Identitätsstiftend wollten schon vor Generationen die Bewegungen für Heimatschutz und Heimatpflege wirken. Heimat weder zu verklären noch zu negieren, sondern als kontroverses Schlüsselthema der Moderne zu verstehen, gibt den Blick frei auf verschiedene Kontexte und Prozesse, schreibt Simone Egger. Die Assistentin am Institut für Kulturanalyse der Alpen-Adria Universität Klagenfurt hat dem Sehnsuchtsort Heimat vor einigen Jahren ein Buch gewidmet. Um 1800 wurde Heimat als romantischer Sehnsuchtsort mit emotionaler Bedeutung aufgeladen und in Bildern, Liedern und literarischen Texten ästhetisch in Szene gesetzt. Die historische Volkskunde hat wesentlich zu populären Vorstellungen von "Heimat" beigetragen.

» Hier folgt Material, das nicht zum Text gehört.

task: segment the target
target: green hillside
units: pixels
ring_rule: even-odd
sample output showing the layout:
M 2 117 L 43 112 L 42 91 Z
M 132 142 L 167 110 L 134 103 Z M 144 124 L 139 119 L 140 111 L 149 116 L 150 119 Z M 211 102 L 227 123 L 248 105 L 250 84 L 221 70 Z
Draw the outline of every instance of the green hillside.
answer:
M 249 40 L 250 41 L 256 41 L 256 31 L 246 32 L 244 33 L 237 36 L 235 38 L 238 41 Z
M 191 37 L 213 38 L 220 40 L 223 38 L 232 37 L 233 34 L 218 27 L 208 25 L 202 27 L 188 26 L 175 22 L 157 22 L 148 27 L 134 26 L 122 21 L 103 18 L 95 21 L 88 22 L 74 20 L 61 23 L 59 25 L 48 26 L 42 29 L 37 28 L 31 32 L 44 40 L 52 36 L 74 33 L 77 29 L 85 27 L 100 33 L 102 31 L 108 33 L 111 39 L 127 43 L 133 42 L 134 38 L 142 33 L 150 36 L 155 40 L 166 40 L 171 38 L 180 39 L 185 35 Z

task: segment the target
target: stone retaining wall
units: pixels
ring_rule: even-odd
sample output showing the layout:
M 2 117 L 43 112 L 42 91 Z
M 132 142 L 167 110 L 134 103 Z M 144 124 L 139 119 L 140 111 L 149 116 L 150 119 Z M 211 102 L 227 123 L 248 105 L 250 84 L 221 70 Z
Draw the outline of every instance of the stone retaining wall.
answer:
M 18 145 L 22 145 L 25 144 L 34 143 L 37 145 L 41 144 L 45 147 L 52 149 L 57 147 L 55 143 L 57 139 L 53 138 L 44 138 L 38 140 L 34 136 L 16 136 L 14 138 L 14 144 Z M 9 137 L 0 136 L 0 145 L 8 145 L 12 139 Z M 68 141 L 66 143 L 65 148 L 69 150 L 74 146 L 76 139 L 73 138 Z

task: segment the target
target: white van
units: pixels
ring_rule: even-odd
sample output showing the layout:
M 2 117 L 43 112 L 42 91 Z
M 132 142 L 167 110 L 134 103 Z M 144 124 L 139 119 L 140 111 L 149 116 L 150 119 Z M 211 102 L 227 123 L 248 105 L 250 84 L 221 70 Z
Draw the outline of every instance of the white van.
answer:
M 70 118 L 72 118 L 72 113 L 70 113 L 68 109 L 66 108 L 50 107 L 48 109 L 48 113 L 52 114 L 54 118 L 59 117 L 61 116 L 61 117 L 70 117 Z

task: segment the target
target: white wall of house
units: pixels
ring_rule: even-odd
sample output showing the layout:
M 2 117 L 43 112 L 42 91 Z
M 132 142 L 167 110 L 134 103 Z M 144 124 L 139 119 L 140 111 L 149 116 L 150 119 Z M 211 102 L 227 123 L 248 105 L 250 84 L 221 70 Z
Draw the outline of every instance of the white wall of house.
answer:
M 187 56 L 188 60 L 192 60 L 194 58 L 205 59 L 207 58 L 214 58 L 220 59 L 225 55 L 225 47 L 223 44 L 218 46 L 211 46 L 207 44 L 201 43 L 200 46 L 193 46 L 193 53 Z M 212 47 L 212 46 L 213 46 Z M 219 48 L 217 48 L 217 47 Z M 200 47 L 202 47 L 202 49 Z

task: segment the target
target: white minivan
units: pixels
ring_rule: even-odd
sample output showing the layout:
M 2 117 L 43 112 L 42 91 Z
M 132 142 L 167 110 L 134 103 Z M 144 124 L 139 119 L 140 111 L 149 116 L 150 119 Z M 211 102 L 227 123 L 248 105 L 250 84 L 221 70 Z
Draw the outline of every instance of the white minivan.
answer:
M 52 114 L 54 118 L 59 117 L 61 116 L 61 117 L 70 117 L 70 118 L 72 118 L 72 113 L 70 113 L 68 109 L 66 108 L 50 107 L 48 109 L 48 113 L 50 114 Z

Aus der Volkskunde ist das Vielnamenfach Europäische Ethnologie, Empirische Kulturwissenschaft, Kulturanthropologie, (Alltags-)kulturwissenschaft geworden. Dabei gehe es, so der Mitherausgeber Manuel Liebig, um einen Transfer wissenschaftlicher Erkenntnisse in die Gesellschaft, um eine Demokratisierung des Wissens voranzubringen und damit als Wissenschaft Verantwortung zu übernehmen. … Dies schließt die Vermittlung wissenschaftlicher Erkenntnisse und Lösungsansätze in breitere Öffentlichkeiten ein, um Analysen und Kritik nicht zum Selbstzweck zu betreiben und sich in gesellschaftlichen Aushandlungen zu positionieren. Der vorliegenden Band zeigt, wie dies gelingen kann. Mit Brigitta Schmidt-Lauber ist den AutorInnen zu danken, dass sie sich von geläufigen akademischen Darstellungsweisen entfernt, auf knappem Raum viele Erkenntnisse und Wissen verbunden und dabei sowohl der Allgemeingültigkeit als auch der Beispielhaftigkeit Rechnung getragen haben.